If $g$ serves both as an upper- and lower-bound for $f$ , we write $f \in Θ (g)$ (pronounced " $f$ is big-theta of $g$ ").

$f \in Θ (g) \Leftrightarrow \exists c_{1}, c_{2} > 0, n_{0} . \forall n \geq n_{0} . c_{1} ∣ g (n) ∣ \leq ∣ f (n) ∣ \leq c_{2} ∣ g (n) ∣$

Here, $g$ describes exactly the family of functions in which $f$ resides. Often we would like to characterize our models with big-theta bounds. However, it is frequently onerous, difficult, or both to prove that $g$ is a lower bound, let alone an upper bound, so we frequently stick with big-O bounds instead of big-theta.

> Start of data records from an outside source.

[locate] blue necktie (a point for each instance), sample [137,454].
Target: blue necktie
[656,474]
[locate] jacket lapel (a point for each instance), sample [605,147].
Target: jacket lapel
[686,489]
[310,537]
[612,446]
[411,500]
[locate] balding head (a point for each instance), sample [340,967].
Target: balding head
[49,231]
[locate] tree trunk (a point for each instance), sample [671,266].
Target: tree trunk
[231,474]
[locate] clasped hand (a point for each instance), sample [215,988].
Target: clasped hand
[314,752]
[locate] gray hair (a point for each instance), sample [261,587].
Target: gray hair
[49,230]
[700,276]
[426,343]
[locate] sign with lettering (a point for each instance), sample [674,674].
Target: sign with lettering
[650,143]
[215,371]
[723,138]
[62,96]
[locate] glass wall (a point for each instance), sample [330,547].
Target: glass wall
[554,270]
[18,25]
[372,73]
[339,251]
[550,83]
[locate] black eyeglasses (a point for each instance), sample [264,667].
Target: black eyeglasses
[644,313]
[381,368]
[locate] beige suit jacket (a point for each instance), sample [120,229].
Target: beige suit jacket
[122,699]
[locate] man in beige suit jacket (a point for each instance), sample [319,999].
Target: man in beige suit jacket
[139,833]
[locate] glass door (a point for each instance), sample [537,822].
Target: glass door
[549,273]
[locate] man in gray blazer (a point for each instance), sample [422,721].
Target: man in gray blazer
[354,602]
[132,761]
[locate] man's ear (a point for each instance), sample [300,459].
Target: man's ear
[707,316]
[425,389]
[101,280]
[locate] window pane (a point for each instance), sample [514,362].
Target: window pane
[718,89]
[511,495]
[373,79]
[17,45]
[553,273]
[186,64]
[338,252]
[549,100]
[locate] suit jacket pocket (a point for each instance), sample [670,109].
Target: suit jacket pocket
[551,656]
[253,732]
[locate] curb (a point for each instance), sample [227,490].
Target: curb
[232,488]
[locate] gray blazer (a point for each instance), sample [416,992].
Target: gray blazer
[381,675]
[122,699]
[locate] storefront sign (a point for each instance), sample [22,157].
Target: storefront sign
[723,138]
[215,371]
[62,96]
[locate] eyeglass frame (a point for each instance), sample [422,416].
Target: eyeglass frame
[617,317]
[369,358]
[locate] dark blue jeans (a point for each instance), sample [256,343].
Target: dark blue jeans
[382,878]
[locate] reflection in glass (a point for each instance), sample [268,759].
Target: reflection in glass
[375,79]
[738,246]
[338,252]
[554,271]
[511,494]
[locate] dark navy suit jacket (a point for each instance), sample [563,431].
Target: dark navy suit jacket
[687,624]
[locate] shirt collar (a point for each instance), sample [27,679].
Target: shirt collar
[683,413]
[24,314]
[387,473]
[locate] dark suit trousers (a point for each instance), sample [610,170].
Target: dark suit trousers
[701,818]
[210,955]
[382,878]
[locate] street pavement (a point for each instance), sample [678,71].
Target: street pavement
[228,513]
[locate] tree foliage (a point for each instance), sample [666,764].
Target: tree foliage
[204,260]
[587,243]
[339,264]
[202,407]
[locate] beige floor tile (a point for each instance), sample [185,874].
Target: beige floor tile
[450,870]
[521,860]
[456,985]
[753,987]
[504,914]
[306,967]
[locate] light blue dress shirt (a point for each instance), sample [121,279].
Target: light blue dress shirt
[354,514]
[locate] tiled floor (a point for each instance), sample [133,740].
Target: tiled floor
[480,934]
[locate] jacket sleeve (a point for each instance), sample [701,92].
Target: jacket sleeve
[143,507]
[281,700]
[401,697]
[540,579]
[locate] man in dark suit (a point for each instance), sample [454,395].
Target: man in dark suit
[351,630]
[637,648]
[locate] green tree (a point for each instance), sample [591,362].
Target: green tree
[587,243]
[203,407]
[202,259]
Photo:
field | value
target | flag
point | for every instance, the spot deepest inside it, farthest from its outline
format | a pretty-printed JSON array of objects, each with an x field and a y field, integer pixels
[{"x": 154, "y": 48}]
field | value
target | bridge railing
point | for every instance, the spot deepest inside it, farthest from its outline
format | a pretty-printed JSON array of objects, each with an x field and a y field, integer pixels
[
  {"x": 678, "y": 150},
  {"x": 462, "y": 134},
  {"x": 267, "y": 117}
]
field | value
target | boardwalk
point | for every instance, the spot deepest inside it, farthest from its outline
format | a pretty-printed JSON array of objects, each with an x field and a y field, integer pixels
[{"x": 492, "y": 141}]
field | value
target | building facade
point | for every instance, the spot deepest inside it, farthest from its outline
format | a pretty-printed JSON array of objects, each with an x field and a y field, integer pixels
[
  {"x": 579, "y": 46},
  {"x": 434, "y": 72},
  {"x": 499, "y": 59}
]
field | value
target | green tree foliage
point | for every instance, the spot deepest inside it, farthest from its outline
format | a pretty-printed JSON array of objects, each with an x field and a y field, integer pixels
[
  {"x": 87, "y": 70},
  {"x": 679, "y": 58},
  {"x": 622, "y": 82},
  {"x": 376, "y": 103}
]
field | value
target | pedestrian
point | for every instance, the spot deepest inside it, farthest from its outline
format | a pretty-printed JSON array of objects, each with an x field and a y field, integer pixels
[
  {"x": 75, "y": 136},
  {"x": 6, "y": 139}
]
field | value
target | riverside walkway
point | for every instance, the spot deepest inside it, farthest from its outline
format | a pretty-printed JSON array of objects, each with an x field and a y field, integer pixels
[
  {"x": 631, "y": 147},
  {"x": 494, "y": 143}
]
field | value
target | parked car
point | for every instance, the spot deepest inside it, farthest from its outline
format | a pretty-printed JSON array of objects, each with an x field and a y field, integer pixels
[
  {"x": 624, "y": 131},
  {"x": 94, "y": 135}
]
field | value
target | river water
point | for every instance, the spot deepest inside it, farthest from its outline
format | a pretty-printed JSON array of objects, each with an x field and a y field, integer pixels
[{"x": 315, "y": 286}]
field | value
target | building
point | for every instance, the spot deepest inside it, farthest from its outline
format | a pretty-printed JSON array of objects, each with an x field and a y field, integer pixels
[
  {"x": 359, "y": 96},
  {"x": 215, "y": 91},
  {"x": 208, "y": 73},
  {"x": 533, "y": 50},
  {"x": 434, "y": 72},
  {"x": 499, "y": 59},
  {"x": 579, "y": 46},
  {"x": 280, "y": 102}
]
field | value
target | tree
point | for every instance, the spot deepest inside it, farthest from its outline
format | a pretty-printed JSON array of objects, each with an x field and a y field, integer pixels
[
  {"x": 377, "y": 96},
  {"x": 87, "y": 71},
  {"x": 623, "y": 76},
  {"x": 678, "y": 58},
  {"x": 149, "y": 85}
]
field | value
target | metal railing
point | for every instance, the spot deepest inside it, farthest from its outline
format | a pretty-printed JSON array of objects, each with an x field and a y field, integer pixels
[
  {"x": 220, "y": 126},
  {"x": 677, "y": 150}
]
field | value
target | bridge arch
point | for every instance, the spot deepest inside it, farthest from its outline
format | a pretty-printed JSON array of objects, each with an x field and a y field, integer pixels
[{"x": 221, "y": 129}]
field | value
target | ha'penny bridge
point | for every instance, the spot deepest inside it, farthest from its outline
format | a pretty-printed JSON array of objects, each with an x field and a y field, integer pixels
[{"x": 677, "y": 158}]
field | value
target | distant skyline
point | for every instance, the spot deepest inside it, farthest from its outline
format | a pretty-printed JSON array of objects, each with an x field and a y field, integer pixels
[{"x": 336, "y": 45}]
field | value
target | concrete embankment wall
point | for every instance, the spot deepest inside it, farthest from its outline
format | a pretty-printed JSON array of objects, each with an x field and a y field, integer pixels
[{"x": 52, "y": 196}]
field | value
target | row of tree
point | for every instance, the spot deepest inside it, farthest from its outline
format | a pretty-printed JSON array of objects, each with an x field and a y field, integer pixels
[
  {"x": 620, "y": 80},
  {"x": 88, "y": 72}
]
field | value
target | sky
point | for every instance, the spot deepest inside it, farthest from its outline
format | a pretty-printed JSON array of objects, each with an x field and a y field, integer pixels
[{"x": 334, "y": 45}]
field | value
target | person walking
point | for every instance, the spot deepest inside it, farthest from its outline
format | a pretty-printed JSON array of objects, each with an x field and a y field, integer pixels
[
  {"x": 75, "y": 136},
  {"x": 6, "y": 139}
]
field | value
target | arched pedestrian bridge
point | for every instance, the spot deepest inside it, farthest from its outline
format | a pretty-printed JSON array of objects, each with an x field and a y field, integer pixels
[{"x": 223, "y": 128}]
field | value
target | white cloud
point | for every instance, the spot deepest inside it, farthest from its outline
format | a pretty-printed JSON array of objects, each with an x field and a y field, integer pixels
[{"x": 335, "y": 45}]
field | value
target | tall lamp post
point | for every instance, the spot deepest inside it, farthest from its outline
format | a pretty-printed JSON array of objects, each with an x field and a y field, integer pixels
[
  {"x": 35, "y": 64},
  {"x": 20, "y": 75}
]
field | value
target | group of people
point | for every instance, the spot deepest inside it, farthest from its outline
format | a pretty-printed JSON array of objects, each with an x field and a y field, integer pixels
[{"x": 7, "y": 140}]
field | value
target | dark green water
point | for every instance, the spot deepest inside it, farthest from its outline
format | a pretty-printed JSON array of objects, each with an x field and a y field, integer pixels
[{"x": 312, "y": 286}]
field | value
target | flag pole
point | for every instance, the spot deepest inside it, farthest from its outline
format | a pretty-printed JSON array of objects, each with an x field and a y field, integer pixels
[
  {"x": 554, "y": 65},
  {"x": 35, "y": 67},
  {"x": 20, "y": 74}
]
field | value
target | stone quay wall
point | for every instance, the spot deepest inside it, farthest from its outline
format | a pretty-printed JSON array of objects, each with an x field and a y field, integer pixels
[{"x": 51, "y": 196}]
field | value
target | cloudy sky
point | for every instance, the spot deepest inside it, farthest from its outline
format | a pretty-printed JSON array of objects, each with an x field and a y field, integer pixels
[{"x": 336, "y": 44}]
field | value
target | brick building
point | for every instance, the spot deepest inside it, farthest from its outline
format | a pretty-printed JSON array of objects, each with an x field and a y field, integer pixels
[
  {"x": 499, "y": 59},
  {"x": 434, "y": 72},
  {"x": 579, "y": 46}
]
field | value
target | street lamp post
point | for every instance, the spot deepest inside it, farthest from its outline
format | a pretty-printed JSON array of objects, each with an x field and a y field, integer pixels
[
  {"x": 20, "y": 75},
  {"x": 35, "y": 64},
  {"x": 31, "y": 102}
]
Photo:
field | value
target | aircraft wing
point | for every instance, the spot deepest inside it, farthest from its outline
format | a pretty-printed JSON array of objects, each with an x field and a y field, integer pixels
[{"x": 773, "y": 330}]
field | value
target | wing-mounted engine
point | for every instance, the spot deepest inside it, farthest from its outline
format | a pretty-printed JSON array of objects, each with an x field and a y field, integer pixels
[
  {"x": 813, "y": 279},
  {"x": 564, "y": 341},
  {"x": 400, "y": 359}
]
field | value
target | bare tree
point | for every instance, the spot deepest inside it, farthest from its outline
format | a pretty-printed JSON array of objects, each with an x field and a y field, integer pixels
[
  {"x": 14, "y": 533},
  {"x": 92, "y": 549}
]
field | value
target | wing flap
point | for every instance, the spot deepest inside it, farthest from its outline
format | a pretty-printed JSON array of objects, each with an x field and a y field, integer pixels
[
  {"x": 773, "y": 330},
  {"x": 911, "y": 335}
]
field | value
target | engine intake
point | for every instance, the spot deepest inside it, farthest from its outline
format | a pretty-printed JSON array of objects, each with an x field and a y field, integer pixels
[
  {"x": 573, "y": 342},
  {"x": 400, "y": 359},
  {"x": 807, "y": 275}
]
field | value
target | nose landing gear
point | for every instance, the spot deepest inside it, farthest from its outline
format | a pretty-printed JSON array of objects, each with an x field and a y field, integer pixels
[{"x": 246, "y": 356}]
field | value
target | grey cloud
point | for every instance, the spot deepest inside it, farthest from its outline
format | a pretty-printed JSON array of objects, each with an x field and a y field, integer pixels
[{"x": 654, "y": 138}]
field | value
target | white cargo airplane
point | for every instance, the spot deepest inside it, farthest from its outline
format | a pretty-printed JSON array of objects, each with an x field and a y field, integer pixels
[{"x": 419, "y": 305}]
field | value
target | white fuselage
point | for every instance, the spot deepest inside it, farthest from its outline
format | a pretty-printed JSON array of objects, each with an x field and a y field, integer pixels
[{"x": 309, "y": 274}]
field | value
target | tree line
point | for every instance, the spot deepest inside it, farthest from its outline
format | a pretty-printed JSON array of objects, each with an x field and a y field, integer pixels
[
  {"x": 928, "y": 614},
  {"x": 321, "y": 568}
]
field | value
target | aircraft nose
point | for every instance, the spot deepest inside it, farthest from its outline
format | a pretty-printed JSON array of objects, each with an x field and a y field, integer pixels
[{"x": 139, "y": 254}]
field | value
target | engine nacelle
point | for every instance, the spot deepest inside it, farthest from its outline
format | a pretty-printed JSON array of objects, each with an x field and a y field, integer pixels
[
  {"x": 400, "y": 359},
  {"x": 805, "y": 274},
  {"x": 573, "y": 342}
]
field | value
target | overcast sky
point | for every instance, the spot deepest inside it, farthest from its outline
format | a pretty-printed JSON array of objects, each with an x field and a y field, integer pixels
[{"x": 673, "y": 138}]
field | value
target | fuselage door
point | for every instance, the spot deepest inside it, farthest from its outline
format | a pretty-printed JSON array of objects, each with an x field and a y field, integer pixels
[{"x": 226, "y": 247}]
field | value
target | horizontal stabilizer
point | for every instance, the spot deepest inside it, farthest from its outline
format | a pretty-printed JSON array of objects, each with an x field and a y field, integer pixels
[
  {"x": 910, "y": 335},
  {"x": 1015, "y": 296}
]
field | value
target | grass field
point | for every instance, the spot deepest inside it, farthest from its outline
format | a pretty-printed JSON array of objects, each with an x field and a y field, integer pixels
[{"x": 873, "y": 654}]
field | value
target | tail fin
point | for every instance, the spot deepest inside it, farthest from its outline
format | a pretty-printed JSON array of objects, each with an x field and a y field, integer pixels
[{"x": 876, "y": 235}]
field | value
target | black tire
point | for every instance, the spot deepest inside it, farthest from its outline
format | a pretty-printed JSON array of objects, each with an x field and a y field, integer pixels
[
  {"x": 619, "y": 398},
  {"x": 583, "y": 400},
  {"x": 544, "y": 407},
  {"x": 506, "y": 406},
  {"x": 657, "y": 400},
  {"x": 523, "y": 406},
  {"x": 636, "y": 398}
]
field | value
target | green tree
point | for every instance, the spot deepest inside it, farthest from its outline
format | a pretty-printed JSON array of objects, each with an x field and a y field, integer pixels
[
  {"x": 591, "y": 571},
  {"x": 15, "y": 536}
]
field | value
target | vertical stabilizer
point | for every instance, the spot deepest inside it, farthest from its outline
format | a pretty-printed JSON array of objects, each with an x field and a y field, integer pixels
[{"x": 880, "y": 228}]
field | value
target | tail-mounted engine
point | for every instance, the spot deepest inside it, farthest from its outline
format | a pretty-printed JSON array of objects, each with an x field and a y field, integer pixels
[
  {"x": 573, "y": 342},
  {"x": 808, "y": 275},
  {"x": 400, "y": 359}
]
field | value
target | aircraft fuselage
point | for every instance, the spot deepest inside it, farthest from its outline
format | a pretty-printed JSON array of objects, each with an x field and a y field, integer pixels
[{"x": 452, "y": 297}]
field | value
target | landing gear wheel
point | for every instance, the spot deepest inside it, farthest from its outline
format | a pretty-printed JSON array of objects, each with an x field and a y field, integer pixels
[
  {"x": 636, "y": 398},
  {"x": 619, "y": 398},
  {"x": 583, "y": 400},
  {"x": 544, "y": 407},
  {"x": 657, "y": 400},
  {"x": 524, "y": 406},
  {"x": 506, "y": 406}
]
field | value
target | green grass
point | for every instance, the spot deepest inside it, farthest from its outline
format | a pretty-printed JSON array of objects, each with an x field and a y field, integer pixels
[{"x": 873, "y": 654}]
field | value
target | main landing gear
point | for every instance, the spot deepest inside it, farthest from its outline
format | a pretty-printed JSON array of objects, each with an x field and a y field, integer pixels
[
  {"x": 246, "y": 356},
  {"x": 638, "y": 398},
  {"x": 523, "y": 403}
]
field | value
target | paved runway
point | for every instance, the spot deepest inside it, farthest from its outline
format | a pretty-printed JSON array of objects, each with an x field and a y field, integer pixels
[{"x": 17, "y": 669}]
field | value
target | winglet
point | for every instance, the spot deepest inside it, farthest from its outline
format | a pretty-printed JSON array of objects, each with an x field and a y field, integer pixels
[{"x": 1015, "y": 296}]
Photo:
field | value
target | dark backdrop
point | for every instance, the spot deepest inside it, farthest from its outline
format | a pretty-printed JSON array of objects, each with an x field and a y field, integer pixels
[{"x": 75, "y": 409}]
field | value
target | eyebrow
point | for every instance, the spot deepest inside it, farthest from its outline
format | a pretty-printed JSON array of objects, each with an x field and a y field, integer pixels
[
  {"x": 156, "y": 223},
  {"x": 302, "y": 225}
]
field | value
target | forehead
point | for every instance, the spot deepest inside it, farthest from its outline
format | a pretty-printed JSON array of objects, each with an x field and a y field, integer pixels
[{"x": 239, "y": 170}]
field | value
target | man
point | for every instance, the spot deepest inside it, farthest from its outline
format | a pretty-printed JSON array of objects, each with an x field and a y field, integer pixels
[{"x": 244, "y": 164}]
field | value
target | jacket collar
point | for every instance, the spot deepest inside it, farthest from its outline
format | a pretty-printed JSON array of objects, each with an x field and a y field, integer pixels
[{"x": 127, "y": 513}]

Finally, note in the statements above that we posit that there exists a constant that inflates $g$ appropriately. This implies that there may exist some constants where the desired inequality—less than for big-O and greater than for big-omega—does not hold. We can make a stronger claim by asserting that the inequality holds for all constants rather than at least one:

$f \in o (g) \Leftrightarrow \forall c > 0 . \exists n_{0} . \forall n \geq n_{0} . ∣ f (n) ∣ \leq c ∣ g (n) ∣ f \in ω (g) \Leftrightarrow \forall c > 0 . \exists n_{0} . \forall n \geq n_{0} . ∣ f (n) ∣ \geq c ∣ g (n) ∣$

These "little" versions of big-O and big-omega ("little-o" and "little-omega", respectively) make a strictly stronger claim than their big counterparts by asserting that the desired inequality holds, irrespective of the chosen constant. In practice, this means that $f$ and $g$ are in strictly different families of functions.

Big-O Practice (‡)

Recall that you gave best, worst, and average case mathematical models of the max method in a previous reading:

public static int max(int[] arr) {
    if (arr.length == 0) {
        throw new IllegalArgumentException();   // ignore this case
    } else {
        int ret = arr[0];
        for (int i = 1; i < arr.length; i++) {
            if (ret < arr[i]) {
                ret = arr[i];
            }
        }
        return ret;
    }
}

Give a big-O bound, the tightest possible bound you can, for each of those models.